Akbar, who is a member of the Pakistan Muslim League (PML-N), the party of Nawaz Sharif, a former prime-minister, was reportedly injured in the attack.
Kamal Hyder, Al Jazeera's correspondent in the capital Islamabad, said: "At the time of the attack, about 100 people had gathered at his native village because of the Eid holidays and also because politicians hold open meetings with people.
"We are told that this area has been the scene of sectarian violence. Only last week a suicide bomber had been arrested here.
"Parts of the Punjab have now become hubs of activity by certain organisation s which have been banned and the government has been hunting them down.
"So there is likely [there was] a sectarian element here."
Raja Zafarul-Huq, chairman of the PML-N, told Al-Jazeera: "The incidents are increasing and the government is finding it difficult to control them, because they have not as yet evolved a national strategy where everybody is on board.
Zafarul-Hug said that a unified approach, whereby all parties come together to devise a strategy, was possible as innocent people were being caught up in the violence and the government seemed to be "totally helpless".
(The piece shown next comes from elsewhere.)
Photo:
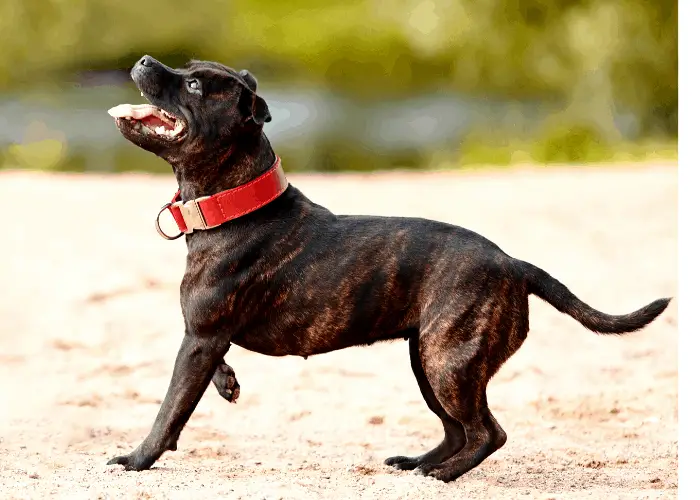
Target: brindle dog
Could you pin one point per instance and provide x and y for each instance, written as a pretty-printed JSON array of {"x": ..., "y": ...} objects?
[{"x": 293, "y": 278}]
The PML-N formally left Pakistan's ruling coalition last month.
Punjab is Pakistan's most populous and prosperous province.
It has not been subject to the significant waves of violence that have hit other areas of the nation, for instance in the northern border regions with Afghanistan.
However, the Punjab is only 40 km away from the violence-prone North West Frontier Province, on the border with Afghanistan.